Winter-annual or biennial herb up to 40 cm tall Stem: very short at first, then becoming much-branched with branches loosely ascending or spreading, and hairy throughout. Leaves: alternate, short-stalked, hairy, 5 - 10 cm long, longer than wide, pinnately compound and fern-like. The overwintering leaves form a rosette. Inflorescence: axillary, long-stalked, umbel-like cluster of two to eight, small (under 2 cm diameter), short-stalked (1 - 2 cm), radially symmetric, pinkish to pink-purple flowers. Sepals: five, alternate with petals, green, strongly veined, 5 - 7 mm long, fairly oblong but with an abruptly sharp pointed tip ending in a short bristle. Petals: five, pinkish, 0.5 - 0.8 cm long, inversely egg-shaped with narrowed base, widest at or beyond the middle, and rounded at tip. Stamens: ten in two series, but only inner five fertile with developed anthers. The remaining five sterile stamens are reduced to scales. Pistil: with a single, deeply five-lobed, superior ovary; one long, slender style column; and five short stigmas. Fruit: five, hairy, 2 - 4 cm long, single-seeded, nutlike segments per flower, each sharply pointed at base and ending in a long, spirally coiled (at least lower half), and hairy beak. Each fruit segment (nutlike base with beak) retains the seed inside, but separates completely from the style column and rest of the old flower parts. Leaflets: hairy, stalkless, 1 - 2.5 cm long, egg-shaped or oblong in outline but deeply divided into irregular segments.
Similar species: Erodium cicutarium is somewhat similar to species of Geranium, but members of that genus always have opposite, palmately-lobed stem leaves, flowers normally in pairs, ten fertile stamens, rounded bases on the nutlike fruit segments, hairless beaks that coil up and remain attached to the style column (also with the nutlike segment attached), and bumpy or ridged seeds that are ejected from the fruit. Another species of Erodium that can also be found in North America is E. moschatum. This species escapes less frequently than E. cicutarium, but that species can be distinguished by its short-stalked leaflets that are less deeply cleft or only merely toothed, and the sepals lack terminal bristles.
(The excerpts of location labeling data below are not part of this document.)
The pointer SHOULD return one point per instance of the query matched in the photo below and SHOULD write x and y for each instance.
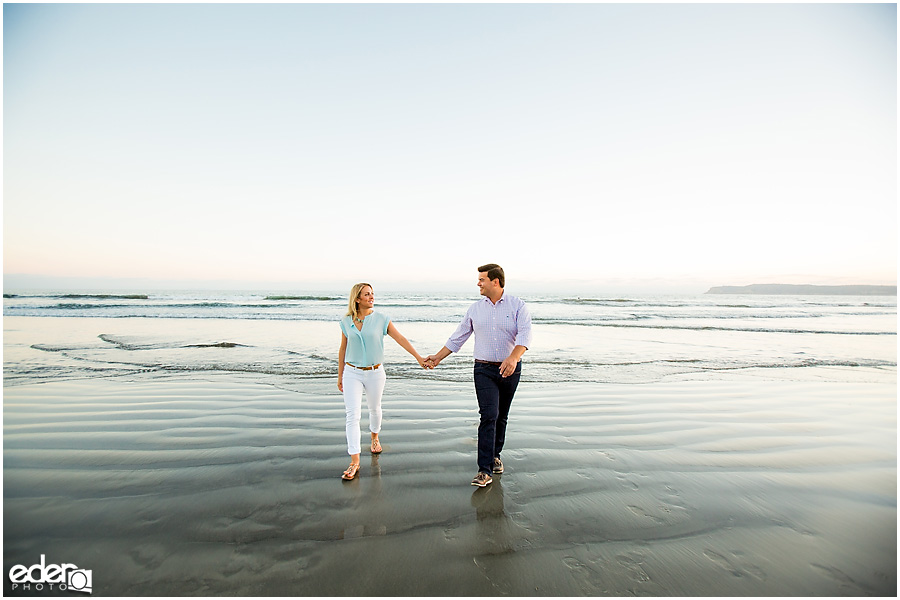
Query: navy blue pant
(495, 395)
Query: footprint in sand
(632, 565)
(642, 513)
(843, 580)
(732, 568)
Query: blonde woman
(361, 368)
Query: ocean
(628, 339)
(174, 443)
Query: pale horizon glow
(608, 146)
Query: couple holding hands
(502, 327)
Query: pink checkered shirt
(498, 328)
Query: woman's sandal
(351, 472)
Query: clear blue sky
(664, 146)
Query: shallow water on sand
(228, 484)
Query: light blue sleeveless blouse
(365, 348)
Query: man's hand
(508, 366)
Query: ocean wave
(102, 297)
(317, 298)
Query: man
(502, 327)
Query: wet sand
(189, 484)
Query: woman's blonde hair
(352, 305)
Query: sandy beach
(224, 484)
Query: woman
(360, 367)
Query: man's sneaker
(482, 479)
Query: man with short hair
(502, 327)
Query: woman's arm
(341, 353)
(404, 343)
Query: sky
(596, 146)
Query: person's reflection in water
(364, 516)
(494, 530)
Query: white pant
(355, 381)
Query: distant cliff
(800, 290)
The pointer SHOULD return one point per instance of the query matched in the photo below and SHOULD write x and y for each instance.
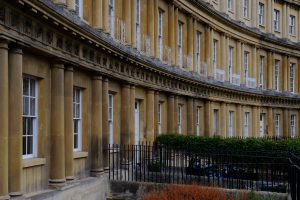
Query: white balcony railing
(220, 75)
(236, 79)
(251, 82)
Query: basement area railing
(259, 171)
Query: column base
(70, 178)
(57, 183)
(5, 197)
(15, 194)
(97, 172)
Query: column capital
(97, 77)
(4, 44)
(69, 68)
(58, 65)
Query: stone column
(208, 118)
(156, 30)
(223, 120)
(255, 121)
(132, 115)
(190, 116)
(150, 25)
(176, 34)
(127, 20)
(241, 68)
(286, 127)
(254, 13)
(239, 121)
(269, 22)
(209, 41)
(270, 122)
(285, 19)
(71, 5)
(57, 163)
(69, 132)
(4, 120)
(150, 116)
(96, 131)
(285, 79)
(133, 22)
(223, 50)
(105, 135)
(270, 68)
(125, 115)
(97, 14)
(171, 37)
(15, 64)
(190, 44)
(176, 114)
(171, 114)
(239, 59)
(254, 63)
(156, 102)
(61, 2)
(105, 16)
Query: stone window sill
(80, 154)
(33, 162)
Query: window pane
(25, 105)
(32, 88)
(32, 106)
(25, 86)
(75, 141)
(24, 145)
(30, 145)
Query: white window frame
(79, 8)
(292, 25)
(276, 75)
(198, 51)
(30, 115)
(261, 71)
(277, 125)
(261, 13)
(262, 118)
(111, 13)
(179, 43)
(111, 118)
(246, 66)
(160, 33)
(246, 124)
(215, 43)
(230, 124)
(138, 24)
(276, 20)
(230, 67)
(198, 121)
(246, 8)
(159, 118)
(230, 5)
(293, 126)
(180, 119)
(292, 77)
(77, 118)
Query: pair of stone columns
(62, 163)
(11, 84)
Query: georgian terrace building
(76, 75)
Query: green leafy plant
(202, 143)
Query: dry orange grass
(188, 192)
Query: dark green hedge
(231, 144)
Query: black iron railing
(260, 171)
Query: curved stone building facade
(76, 75)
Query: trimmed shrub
(188, 192)
(237, 145)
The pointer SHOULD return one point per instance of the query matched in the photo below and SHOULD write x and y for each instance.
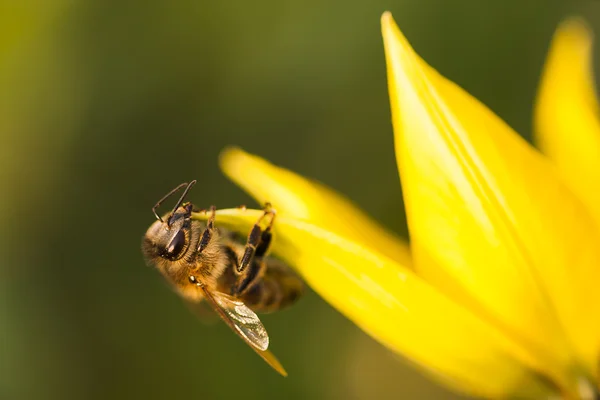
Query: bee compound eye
(175, 247)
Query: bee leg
(258, 240)
(208, 231)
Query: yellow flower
(497, 295)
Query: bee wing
(243, 321)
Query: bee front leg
(250, 268)
(208, 231)
(258, 240)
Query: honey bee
(202, 262)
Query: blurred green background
(107, 105)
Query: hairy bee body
(202, 262)
(273, 287)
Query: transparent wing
(244, 320)
(245, 323)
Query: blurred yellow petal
(567, 119)
(309, 200)
(401, 310)
(491, 224)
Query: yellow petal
(309, 200)
(401, 310)
(491, 224)
(567, 119)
Flowering: April to November
Habitat and ecology: Introduced from the Mediterranean area of Europe, an occasional weed of waste areas or cultivated grounds.
Winter-annual or biennial; stems at first anthesis very short, with the lvs mostly basal, later diffusely branched, to 4 dm; lvs elongate-oblanceolate, the principal ones pinnately compound with several sessile, ovate or oblong, deeply and irregularly cleft pinnae each 1-2.5 cm; infls long-peduncled, 2-8-fld, the pedicels 1-2 mm; sep 5-7 mm, mucronate or shortly awned; pet off- pink, 5-8 mm; anther-bearing filaments without teeth; fr 2-4 cm; 2n mostly = 40 in ours. Native of the Mediterranean region, now established as a common weed throughout most of the U.S. Apr.-Sept.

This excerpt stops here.